Rusman, Peneliti Senior Global Future Institute (GFI)
British Geopolitics yang sudah djalankan Inggris sejak abad ke-15 ketika mengkolonisasi kawasan Asia, nampaknya sekarang ditiru oleh pemerintah Cina. Yaitu kuasai wilayah yang suatu negara yang cukup strategis untuk dibangun Bandara dan Pelabuhan. Begitulah cara Cina menghadapi kepungan kehadiran militer Amerika Serikat dan sekutu-sekutunya dari Darwin, Australia.

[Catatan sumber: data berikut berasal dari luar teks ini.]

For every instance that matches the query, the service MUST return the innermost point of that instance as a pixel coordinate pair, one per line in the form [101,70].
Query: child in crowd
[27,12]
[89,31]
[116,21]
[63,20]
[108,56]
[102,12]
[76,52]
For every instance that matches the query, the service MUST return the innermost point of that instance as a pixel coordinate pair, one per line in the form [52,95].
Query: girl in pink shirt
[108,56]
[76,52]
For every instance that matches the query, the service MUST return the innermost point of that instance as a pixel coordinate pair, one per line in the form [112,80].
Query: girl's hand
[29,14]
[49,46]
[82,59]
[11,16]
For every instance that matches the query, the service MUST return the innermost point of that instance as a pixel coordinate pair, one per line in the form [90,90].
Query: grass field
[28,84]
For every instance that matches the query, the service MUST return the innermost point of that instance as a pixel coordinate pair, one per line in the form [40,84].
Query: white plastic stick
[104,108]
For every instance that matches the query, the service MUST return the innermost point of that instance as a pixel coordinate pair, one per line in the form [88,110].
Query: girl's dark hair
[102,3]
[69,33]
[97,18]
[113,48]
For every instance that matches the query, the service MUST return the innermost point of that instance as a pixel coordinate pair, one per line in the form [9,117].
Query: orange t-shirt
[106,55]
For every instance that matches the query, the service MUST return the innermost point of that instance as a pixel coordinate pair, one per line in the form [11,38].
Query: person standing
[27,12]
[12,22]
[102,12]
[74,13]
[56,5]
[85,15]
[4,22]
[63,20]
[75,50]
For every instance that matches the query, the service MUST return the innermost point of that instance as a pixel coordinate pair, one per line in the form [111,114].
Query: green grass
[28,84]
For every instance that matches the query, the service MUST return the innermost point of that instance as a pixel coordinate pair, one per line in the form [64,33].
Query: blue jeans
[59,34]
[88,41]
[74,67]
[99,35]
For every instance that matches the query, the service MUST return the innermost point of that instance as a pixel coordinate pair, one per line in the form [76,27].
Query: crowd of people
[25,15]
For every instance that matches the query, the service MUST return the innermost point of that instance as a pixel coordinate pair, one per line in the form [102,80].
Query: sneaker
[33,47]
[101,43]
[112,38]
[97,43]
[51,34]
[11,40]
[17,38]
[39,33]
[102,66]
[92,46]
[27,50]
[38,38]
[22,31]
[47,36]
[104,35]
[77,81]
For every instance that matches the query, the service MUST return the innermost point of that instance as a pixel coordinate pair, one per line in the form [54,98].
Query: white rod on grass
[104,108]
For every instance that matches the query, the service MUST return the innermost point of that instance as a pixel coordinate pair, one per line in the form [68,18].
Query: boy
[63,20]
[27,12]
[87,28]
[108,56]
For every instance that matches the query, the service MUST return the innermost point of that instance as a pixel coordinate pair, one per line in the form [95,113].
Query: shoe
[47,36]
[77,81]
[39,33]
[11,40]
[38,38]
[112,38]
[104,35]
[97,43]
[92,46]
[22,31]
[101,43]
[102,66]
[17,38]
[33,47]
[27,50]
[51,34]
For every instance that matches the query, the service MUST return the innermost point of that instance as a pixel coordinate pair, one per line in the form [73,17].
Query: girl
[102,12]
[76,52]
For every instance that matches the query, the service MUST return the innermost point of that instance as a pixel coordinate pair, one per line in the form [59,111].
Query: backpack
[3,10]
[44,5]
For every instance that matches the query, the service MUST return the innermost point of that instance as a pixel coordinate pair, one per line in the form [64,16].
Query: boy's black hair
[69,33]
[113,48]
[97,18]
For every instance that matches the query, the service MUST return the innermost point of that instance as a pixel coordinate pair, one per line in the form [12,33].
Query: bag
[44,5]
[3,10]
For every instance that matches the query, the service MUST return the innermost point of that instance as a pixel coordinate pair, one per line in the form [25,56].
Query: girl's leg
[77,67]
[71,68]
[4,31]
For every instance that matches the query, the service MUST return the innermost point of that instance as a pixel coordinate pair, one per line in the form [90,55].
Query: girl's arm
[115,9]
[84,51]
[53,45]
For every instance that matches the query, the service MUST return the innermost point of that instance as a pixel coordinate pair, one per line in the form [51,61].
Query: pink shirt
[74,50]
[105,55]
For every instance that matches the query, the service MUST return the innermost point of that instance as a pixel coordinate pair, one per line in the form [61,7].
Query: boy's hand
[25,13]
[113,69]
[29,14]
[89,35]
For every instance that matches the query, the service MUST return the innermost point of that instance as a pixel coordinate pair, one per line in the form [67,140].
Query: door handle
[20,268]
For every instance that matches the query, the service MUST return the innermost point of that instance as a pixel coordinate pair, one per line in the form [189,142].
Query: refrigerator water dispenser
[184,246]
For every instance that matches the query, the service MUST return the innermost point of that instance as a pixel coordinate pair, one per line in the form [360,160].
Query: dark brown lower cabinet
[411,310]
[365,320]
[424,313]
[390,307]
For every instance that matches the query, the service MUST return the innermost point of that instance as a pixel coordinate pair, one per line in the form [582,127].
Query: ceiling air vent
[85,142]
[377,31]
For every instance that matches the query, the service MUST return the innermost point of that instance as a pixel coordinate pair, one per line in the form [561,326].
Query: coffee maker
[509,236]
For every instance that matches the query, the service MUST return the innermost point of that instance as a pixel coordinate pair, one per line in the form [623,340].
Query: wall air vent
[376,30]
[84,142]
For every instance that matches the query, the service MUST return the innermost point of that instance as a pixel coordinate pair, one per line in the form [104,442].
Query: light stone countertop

Pemerintahan Jokowi-JK nampaknya sadar betul kebutuhan mendesak Cina. Baru-baru ini pemerintah mencanangkan pengembangan pelabuhan existing menjadi pelabuhan Hubungan Internasional Bitung dalam rangka mendorong infrastruktur dan perekonomian Indonesia bagian timur, khususnya di Sulawesi Utara.
Setidaknya begitulah dalih resminya. Namun seperti halnya ketika Cina pada akhir masa pemerintahan Presiden SBY mendesak agar dilibatkan dalam Kawasan Ekonomi Khusus (KEK) di Bitung Sulawesi Utara, maka skema Cina tersebut nampaknya akan ditindak-lanjuti pada pemerintahan Jokowi-JK. Hal ini tergambar jelas melalui Survei Investigasi Desain (SID) yang mana survey diarahkan untuk menguji kelayakan pembangunan pelabuhan di KEK Bitung.
Tren ini semakin menguat ketika Komite Percepatan Penyediaan Infrastruktur Prioritas (KPPIP) telah memboyong konsultan pelaksana penyusunan Outline Business Case (OBC) untuk proyek tersebut.
Sebagaimana kita ketahui sebelumnya KPPIP telah melaksanakan proses lelang jasa konsultasi penyusunan OBC PHI Bitung, dan dari proses lelang tersebut telah ditetapkan konsorsium PT Mott MacDonald Indonesia, PT Deloitte Konsultan Indonesia, dan PT Hanafiah Ponggawa & Partners sebagai penyedia jasa untuk melakukan kegiatan penyusunan OBC untuk pembangunan PHI Bitung.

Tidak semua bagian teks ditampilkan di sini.